Em certo dia do início de 1955, um menino de 8 anos timidamente senta-se em uma carteira dupla na pequena sala de aula no fundo de um quintal em Areia Branca. A proprietária da casa, professora Chiquita do Carmo era diretora do Grupo Escolar Conselheiro Brito Guerra, e fazia daquela pequena sala sua escola particular. A professora da Escola era Alice Carvalho, jovem esbelta, simpática e muito competente. O menino chegava com um ano de atraso. Sua mãe resolvera que ele só iria para a escola sabendo a cartilha e a taboada. Percebendo isso, a professora Alice resolveu que naquele primeiro ano o menino estudaria matérias do segundo ano e a ajudaria a tirar dúvidas dos seus colegas de turma. O menino se viu na condição de monitor no primeiro ano de sua vida escolar.

Aquele ato da professora Alice balizou toda a vida docente daquele menino, desde quando aos 15 anos começou a dar aulas particulares de matemática. Sua desenvoltura nos processos de aprendizagem e coragem no enfrentamento de desafios têm a marca daqueles primeiros anos do curso primário. Aos 16 anos aceitou o desafio de “Seu” Arlindo Castor, vizinho que dirigia a revista de uma associação de esperanto, para resenhar o livro de Bertrand Russell, “ABC da relatividade”. A ousadia beirava a irresponsabilidade juvenil, mas a autoconfiança impregnada pela professora Alice era ratificada pela sensibilidade de “Seu” Arlindo.

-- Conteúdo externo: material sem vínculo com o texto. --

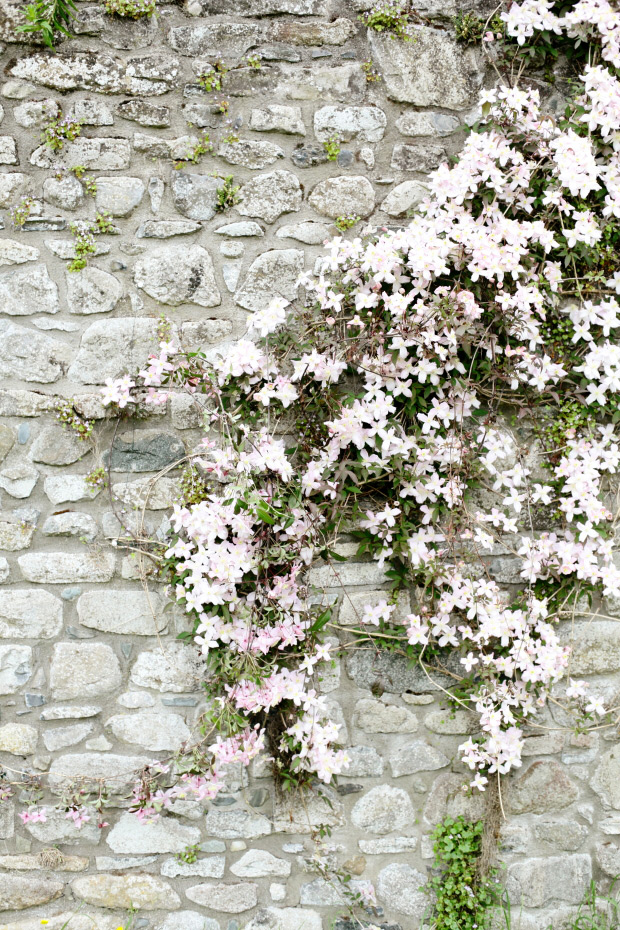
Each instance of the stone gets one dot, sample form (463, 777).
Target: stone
(365, 124)
(128, 612)
(56, 445)
(176, 274)
(173, 667)
(81, 525)
(166, 229)
(449, 797)
(15, 534)
(15, 667)
(131, 836)
(28, 290)
(342, 195)
(285, 918)
(422, 158)
(273, 273)
(417, 756)
(432, 70)
(13, 252)
(195, 195)
(365, 761)
(277, 118)
(250, 154)
(399, 886)
(310, 233)
(377, 717)
(63, 488)
(268, 196)
(20, 891)
(83, 670)
(188, 920)
(19, 480)
(236, 824)
(606, 780)
(29, 614)
(452, 722)
(67, 567)
(567, 835)
(65, 192)
(153, 731)
(543, 788)
(8, 151)
(396, 844)
(316, 33)
(258, 863)
(126, 891)
(144, 113)
(427, 124)
(13, 186)
(105, 154)
(110, 348)
(31, 356)
(212, 867)
(231, 899)
(119, 196)
(382, 810)
(62, 737)
(19, 739)
(536, 882)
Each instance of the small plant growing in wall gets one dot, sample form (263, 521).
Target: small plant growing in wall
(20, 213)
(332, 147)
(390, 17)
(48, 18)
(211, 79)
(129, 9)
(227, 194)
(345, 222)
(60, 129)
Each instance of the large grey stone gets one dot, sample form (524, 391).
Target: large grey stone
(231, 899)
(177, 274)
(544, 787)
(130, 612)
(416, 756)
(166, 835)
(536, 882)
(66, 567)
(343, 195)
(153, 731)
(91, 769)
(172, 667)
(270, 195)
(382, 810)
(110, 348)
(119, 196)
(399, 886)
(58, 446)
(270, 275)
(366, 124)
(29, 614)
(20, 891)
(432, 70)
(126, 891)
(105, 154)
(145, 450)
(83, 670)
(31, 356)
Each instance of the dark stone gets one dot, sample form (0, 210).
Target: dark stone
(384, 672)
(146, 451)
(308, 156)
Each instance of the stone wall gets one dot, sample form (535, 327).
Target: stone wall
(94, 681)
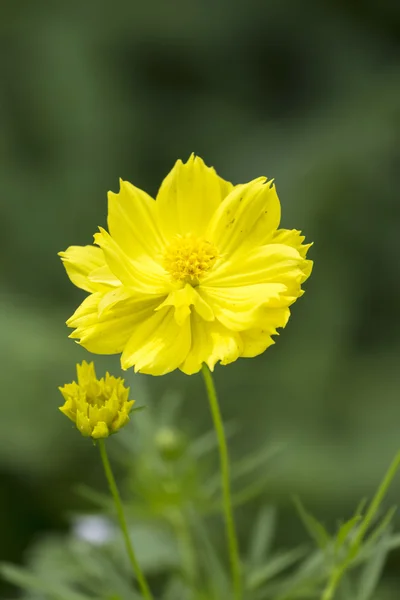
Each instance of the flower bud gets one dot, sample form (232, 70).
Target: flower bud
(98, 407)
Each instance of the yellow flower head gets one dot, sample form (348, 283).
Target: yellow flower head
(201, 274)
(98, 407)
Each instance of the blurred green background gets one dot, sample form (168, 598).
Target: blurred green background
(305, 92)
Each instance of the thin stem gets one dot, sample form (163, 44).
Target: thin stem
(376, 502)
(225, 480)
(122, 521)
(373, 508)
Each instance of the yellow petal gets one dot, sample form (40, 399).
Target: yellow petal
(121, 420)
(258, 339)
(272, 263)
(110, 332)
(80, 262)
(86, 373)
(238, 308)
(211, 342)
(100, 431)
(132, 221)
(144, 276)
(188, 197)
(158, 344)
(183, 299)
(291, 237)
(247, 217)
(83, 423)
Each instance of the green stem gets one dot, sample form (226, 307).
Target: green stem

Olhando em retrospectiva percebe-se que o caminho estava alinhavado: monitor aos 8 anos de idade, professor aos 15 e escritor aos 16. O curso da vida se fez realidade quando, de aprovação em aprovação o menino se fez homem. Do exame de admissão no Colégio Marista de Natal, ao vestibular na Escola de Engenharia da UFRN, curso que abandonou para se graduar em Física na PUC-RJ; de professor colegial no Atheneu e Churchill a orientador de pós-graduacão (UFRN, UFRGS, UERGS, UNILA, UFERSA) a imagem serena da professora Alice vem lhe acompanhando como um anjo da guarda, o que quer que signifique  esta expressão.

Mais do que cientista durante décadas, foi sempre vocacionado para a docência e a divulgação do seu saber. É na divulgação científica que se vê realizado pelo desafio em transformar complexos conhecimentos em expressões coloquiais, e em compartilhar com a imensa população de não especialistas, os avanços científicos e tecnológicos realizados por poucos.

Quando recebeu a notícia que tinha sido agraciado com o Prêmio Jabuti pela organização do livro Energia e Matéria: da fundamentação conceitual às aplicações tecnológicas, o primeiro pensamento foi dedicar o Prêmio à Professora Alice Carvalho.